I'm not saying that never happens. Hog farmer Rick Grommersch of Nicollet, Minn., filed an affidavit in court recounting the time in 2006 he caught three black-clad animal rights activists climbing over a fence so they could take pictures of a rendering box.

Fears of animal rights activists have been persuasive in Minnesota. This year, the Legislature took the extraordinary move of sealing off its new regulatory system for dog breeders from public scrutiny, because the breeders complained that the animal rights people would otherwise harass them.

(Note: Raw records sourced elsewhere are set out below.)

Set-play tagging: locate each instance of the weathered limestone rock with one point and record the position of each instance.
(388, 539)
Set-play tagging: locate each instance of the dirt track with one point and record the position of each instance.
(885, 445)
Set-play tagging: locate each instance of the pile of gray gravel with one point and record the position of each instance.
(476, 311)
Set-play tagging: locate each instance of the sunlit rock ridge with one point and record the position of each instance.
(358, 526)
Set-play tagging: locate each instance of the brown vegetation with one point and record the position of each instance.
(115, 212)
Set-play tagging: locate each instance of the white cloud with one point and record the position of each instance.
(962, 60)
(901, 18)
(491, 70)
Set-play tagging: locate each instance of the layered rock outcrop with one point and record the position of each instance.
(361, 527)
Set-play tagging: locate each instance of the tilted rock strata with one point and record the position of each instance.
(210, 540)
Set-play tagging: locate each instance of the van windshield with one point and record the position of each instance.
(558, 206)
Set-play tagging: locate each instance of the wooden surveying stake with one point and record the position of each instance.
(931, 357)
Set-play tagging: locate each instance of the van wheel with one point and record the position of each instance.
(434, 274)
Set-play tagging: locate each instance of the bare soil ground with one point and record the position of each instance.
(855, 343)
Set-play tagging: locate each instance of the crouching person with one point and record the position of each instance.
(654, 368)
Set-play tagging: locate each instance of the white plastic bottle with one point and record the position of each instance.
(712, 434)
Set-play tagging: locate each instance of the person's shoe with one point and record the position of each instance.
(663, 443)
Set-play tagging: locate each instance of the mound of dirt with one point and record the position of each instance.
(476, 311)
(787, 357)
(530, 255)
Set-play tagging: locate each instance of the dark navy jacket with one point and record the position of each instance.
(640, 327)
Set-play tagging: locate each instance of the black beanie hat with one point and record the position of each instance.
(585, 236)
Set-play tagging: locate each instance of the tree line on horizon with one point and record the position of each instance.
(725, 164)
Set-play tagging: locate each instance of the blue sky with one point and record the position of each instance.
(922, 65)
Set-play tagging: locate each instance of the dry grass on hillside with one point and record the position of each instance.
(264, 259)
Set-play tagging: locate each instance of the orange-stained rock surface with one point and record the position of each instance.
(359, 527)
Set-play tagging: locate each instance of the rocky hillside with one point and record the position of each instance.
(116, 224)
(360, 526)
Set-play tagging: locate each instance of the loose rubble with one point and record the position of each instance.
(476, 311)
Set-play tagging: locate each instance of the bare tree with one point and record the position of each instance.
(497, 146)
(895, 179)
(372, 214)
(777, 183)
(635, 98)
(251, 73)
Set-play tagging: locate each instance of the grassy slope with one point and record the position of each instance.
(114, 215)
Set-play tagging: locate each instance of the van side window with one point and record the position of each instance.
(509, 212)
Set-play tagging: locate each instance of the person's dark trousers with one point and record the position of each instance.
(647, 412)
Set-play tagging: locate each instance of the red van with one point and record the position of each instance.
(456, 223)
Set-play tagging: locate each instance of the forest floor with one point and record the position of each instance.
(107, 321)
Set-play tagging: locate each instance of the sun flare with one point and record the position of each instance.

But that's not the real issue here. Agribusiness still wants America to believe that the best way for keep farm pollution out of the water and air is to leave farmers alone.

I have seen, and smelled, the perils of that approach. In the 1990s, North Carolina confronted the explosive growth of factory hog farms only after its crude system of managing manure led to massive spills and polluted rivers. As an environmental reporter there at the time, I toured enough ponds brimming with pink waste to know that these operations have more in common with heavy manufacturing than Old MacDonald.

"Industry's been using this whole scare tactic for years to keep from being regulated," said Scott Edwards, co-director of Food & Water Justice and a lawyer representing environmental groups in the case before Montgomery. "Are there people who can show up and protest? Yeah, that's part of this country."

Sometimes people go beyond that and "do stupid things," he said. So far, no one in court has been able to point to any harm from the EPA's release of information about farmers, Edwards said.

The bigger peril is cutting citizens off from information they can use to enforce the nation's environmental protection laws. "We've built our clean water laws by empowering the public," Edwards said. "It's something we need to continue to do."